Jorge, it was a correct challenge - the word is used loosely and needs defining (because of our modern assumptions of what a peasant was). It would be good to see a real small-farmer re-enacted, but those with the correct calluses are likely to be too busy working the land (OTOH I do know an ex-woodsman who could carry it off). I have the calluses on my shooting finger to be an archer, trouble is they'll have gone with a few weeks not shooting !
Cat, no I don't know JC ... did I make an assumption ? Sorry, missed that
hmmm, beginning to guess which group you're with - you have another site ?
WW ... a few suggestions to get the feel of what life was like for the majority:
The modern scholarly one:
'Peasants and Landlords in Later Medieval England' E.B.Fryde (1996) ISBN 0 - 7509 - 2255 - 9
For an older and in some ways outdated view :
'English Social History (Chaucer to Queen Victoria)' C.M. Trevelyan ISBN 0 - 14 - --9982 - 4
this is very Victorian, but counteracts any rosy modern view with one biased in the opposite direction; does contain original references to justify itself.
'The Common People' JFC Harrison (1984) ISBN 0 - 00 - 686163 - 6
Again, references and quotes of primary sources interleaved with readable commentary.
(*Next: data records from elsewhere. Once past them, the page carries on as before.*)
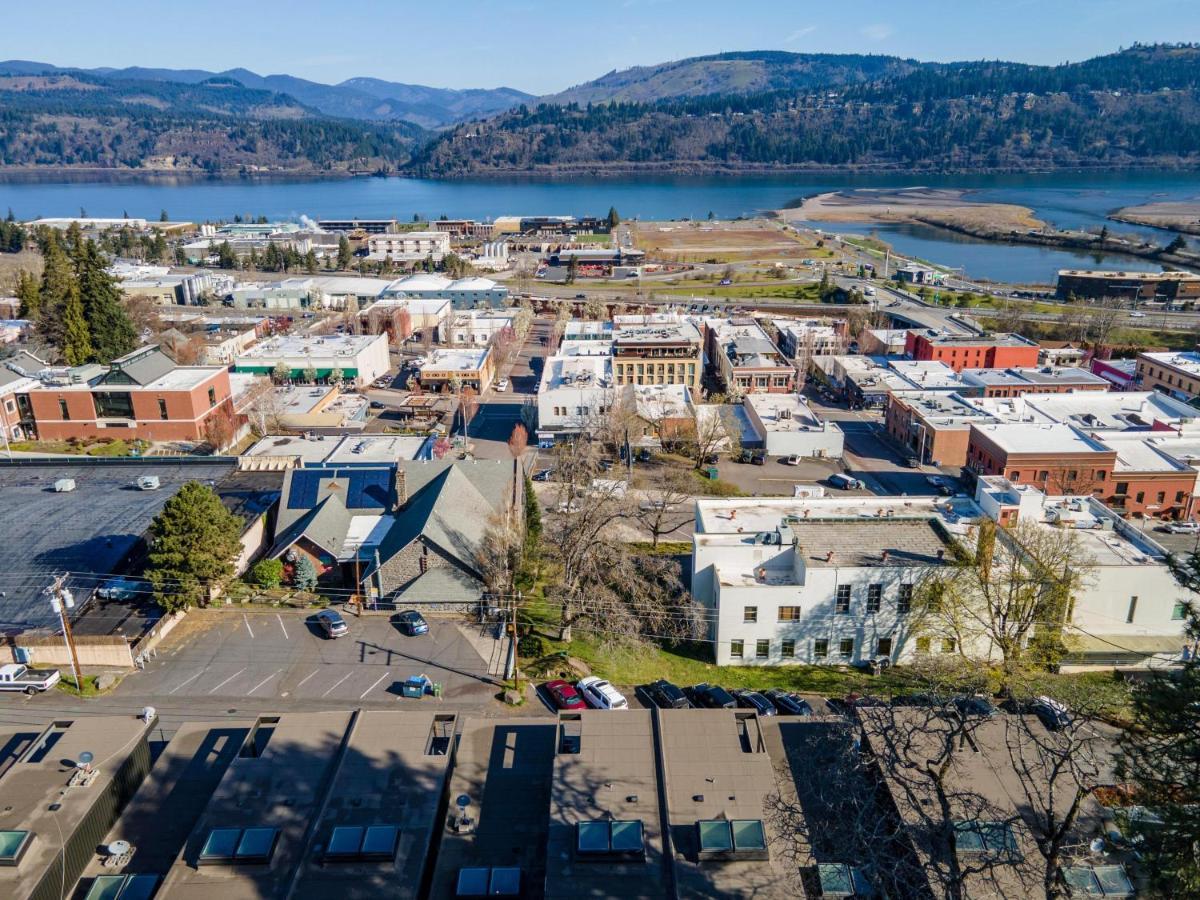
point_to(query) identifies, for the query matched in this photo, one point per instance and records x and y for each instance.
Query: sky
(545, 47)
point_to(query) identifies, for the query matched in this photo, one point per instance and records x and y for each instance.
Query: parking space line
(264, 681)
(336, 683)
(227, 681)
(373, 685)
(184, 684)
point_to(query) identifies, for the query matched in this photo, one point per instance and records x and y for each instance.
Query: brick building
(143, 395)
(984, 352)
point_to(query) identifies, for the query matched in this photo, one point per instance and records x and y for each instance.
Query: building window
(874, 595)
(843, 604)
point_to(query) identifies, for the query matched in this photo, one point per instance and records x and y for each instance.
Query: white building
(409, 246)
(819, 581)
(360, 358)
(785, 426)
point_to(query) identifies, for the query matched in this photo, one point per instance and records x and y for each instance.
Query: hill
(216, 125)
(1139, 107)
(367, 99)
(733, 73)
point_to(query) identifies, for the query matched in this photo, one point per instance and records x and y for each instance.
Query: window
(874, 595)
(13, 846)
(843, 604)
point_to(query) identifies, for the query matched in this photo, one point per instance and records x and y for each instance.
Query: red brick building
(143, 395)
(985, 352)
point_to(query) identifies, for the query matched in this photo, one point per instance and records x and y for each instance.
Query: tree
(1009, 594)
(193, 544)
(268, 573)
(76, 340)
(304, 574)
(1161, 759)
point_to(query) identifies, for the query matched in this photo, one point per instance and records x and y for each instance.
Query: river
(1063, 199)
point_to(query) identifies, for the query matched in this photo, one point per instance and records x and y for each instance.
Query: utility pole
(60, 601)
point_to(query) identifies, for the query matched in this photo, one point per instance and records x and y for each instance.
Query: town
(555, 556)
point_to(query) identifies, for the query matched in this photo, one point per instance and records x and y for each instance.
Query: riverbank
(1174, 216)
(929, 205)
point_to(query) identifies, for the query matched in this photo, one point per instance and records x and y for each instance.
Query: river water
(1065, 199)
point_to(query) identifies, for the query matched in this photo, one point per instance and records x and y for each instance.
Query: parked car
(711, 696)
(331, 623)
(16, 677)
(845, 481)
(754, 700)
(973, 706)
(601, 695)
(1182, 527)
(412, 623)
(789, 703)
(667, 696)
(564, 696)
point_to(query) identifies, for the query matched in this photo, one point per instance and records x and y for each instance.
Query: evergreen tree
(193, 544)
(76, 340)
(112, 333)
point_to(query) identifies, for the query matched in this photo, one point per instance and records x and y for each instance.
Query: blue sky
(541, 47)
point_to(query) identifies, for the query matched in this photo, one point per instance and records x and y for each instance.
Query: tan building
(658, 353)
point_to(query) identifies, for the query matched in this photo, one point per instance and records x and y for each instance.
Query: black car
(975, 706)
(755, 701)
(666, 696)
(789, 703)
(711, 696)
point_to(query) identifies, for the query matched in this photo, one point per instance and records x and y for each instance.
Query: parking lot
(262, 655)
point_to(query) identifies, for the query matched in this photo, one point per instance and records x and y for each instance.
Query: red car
(564, 695)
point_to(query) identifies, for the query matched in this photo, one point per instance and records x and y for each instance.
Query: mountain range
(727, 113)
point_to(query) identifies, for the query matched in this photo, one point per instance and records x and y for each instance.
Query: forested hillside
(1137, 107)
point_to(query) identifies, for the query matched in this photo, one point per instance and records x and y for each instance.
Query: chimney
(399, 487)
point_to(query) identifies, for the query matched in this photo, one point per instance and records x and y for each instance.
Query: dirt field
(909, 205)
(724, 241)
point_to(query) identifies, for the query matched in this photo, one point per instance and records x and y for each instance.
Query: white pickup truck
(16, 677)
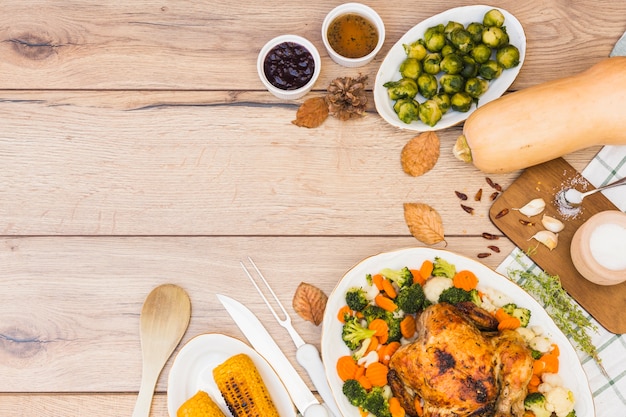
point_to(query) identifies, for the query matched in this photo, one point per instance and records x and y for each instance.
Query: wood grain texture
(138, 147)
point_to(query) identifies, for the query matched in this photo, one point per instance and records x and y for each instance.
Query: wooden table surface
(138, 147)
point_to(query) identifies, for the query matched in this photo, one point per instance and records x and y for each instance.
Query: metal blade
(263, 343)
(620, 47)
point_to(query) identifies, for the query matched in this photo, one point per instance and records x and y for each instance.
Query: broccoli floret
(354, 392)
(356, 298)
(454, 295)
(377, 403)
(402, 277)
(523, 314)
(536, 402)
(411, 299)
(443, 268)
(353, 333)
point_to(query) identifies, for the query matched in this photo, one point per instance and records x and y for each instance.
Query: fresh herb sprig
(567, 315)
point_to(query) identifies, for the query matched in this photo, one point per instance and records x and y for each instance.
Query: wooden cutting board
(605, 303)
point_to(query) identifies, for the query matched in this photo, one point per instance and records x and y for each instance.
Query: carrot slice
(381, 328)
(465, 280)
(346, 367)
(377, 374)
(407, 326)
(385, 303)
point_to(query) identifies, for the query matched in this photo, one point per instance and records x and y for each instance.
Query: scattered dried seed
(479, 194)
(461, 195)
(467, 209)
(502, 213)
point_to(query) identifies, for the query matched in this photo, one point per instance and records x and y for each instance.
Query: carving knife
(263, 343)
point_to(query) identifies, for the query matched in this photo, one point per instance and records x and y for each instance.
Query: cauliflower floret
(541, 344)
(496, 298)
(435, 286)
(560, 400)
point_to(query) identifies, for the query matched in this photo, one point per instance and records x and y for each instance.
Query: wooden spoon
(164, 319)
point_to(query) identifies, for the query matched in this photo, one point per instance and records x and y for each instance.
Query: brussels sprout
(450, 27)
(404, 88)
(476, 87)
(493, 17)
(481, 53)
(415, 50)
(406, 109)
(470, 67)
(431, 63)
(451, 83)
(451, 64)
(508, 56)
(411, 68)
(490, 70)
(475, 30)
(430, 113)
(462, 40)
(447, 50)
(427, 85)
(494, 37)
(461, 102)
(435, 38)
(443, 101)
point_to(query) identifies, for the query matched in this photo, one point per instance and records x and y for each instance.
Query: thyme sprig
(567, 315)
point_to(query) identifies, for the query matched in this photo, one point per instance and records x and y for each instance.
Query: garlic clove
(547, 238)
(533, 207)
(552, 224)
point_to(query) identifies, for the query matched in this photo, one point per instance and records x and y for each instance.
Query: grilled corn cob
(200, 405)
(243, 388)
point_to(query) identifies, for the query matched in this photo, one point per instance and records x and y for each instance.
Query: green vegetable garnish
(567, 315)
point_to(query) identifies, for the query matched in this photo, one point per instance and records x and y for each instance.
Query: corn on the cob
(200, 405)
(243, 389)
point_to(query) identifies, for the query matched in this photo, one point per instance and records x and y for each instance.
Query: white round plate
(333, 347)
(192, 370)
(389, 69)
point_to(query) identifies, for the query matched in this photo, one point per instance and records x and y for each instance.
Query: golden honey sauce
(352, 35)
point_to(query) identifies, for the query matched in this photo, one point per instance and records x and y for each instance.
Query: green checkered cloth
(609, 391)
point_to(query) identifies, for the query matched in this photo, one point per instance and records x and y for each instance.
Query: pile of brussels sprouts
(451, 67)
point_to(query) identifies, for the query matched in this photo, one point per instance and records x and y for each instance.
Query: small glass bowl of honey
(353, 34)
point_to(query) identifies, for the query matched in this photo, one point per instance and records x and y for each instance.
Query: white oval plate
(389, 69)
(333, 347)
(192, 370)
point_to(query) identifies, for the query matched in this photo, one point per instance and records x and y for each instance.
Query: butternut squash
(548, 120)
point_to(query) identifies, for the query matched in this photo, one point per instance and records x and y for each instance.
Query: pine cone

Something less dry, which I find helps to show what medieval people wanted in their heroes :
'A Book of Medieval Outaws (Ten Tales in Modern English)' Ed: Thomas H Ohlgren (1998) ISBN 0 - 7509 - 2493 - 4
Not a real history (!) but good for the feel of the times :
'Katherine' Anya Seton (1954)
What K. finds at Hugh Swynford's estate is probably typical of how a manor could be ruined by neglect of a minor landholding knight. Knighthood didn't mean riches (it could mean poverty because of the outlay mandated by law) and a small landholding requires management.